Restaurant

Nếp Cafe

Vietnamese brunch reimagined — the crème brûlée egg coffee alone is worth the wait.

Nếp Cafe runs Vietnamese-inflected brunch — crème brûlée egg coffee, bone marrow pasta, sizzling cast-iron bánh mì chảo — out of a bright, packed room in Fountain Valley. The menu has no real analogue in OC: Vietnamese flavor profiles applied to brunch-format dishes with culinary technique that makes the combination feel inevitable rather than forced.

The Concept

Part of the Kei Concepts restaurant group, Nếp was built to elevate Vietnamese café culture beyond standard pho-and-bánh-mì territory. The Bánh Mì Chảo arrives in a cast-iron skillet — filet mignon, paté, eggs, and a warm baguette for dipping — and sets the tone for a menu where every dish is working at something specific. The bone marrow pasta delivers deep umami. The specialty coffees are treated as dessert courses. None of this is novelty for its own sake; the flavor execution holds up after the concept wears off.

The Atmosphere: Bright and Buzzing

Flooded with natural light, minimalist wood tones, constantly full.

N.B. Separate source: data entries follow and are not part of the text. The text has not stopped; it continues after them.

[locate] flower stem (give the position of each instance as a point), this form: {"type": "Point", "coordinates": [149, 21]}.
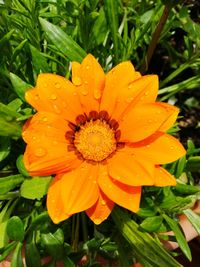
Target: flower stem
{"type": "Point", "coordinates": [76, 234]}
{"type": "Point", "coordinates": [84, 227]}
{"type": "Point", "coordinates": [155, 38]}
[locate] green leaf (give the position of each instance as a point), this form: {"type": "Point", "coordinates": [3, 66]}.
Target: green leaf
{"type": "Point", "coordinates": [9, 128]}
{"type": "Point", "coordinates": [20, 166]}
{"type": "Point", "coordinates": [64, 43]}
{"type": "Point", "coordinates": [10, 182]}
{"type": "Point", "coordinates": [39, 61]}
{"type": "Point", "coordinates": [68, 263]}
{"type": "Point", "coordinates": [185, 189]}
{"type": "Point", "coordinates": [4, 147]}
{"type": "Point", "coordinates": [193, 164]}
{"type": "Point", "coordinates": [180, 166]}
{"type": "Point", "coordinates": [32, 255]}
{"type": "Point", "coordinates": [19, 85]}
{"type": "Point", "coordinates": [151, 224]}
{"type": "Point", "coordinates": [52, 245]}
{"type": "Point", "coordinates": [193, 218]}
{"type": "Point", "coordinates": [179, 236]}
{"type": "Point", "coordinates": [144, 247]}
{"type": "Point", "coordinates": [35, 188]}
{"type": "Point", "coordinates": [111, 11]}
{"type": "Point", "coordinates": [15, 229]}
{"type": "Point", "coordinates": [100, 29]}
{"type": "Point", "coordinates": [17, 257]}
{"type": "Point", "coordinates": [6, 250]}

Most tables photograph their food before eating — the visual presentation is as considered as the flavor, and the coffee program treats every specialty drink as a course in its own right.

What to Order

Bánh Mì Chảo—filet mignon, paté, and eggs in a sizzling cast iron with warm baguette for dipping; the centerpiece of the menu.

Bone Marrow Pasta—rich, umami-forward, and unlike anything else on the brunch circuit in OC.

Crème Brûlée Egg Coffee—traditional Vietnamese egg coffee finished with a torched sugar crust on top.

Ube Coffee—earthy, sweet, and visually striking; the most photographed drink on the menu for a reason.

Planning Your Visit

Location: 10836 Warner Ave, Fountain Valley · Hours: Daily 8:00 AM–9:00 PM · Waitlist: Join via Yelp before leaving home on weekends

The Honest Take

Weekend waits stretch into the hours. The food is rich and the coffee is potent — this is not a quick stop. Don't skip the specialty drinks; the coffee program is treated with the same seriousness as the food, and skipping it means missing half the point of the visit.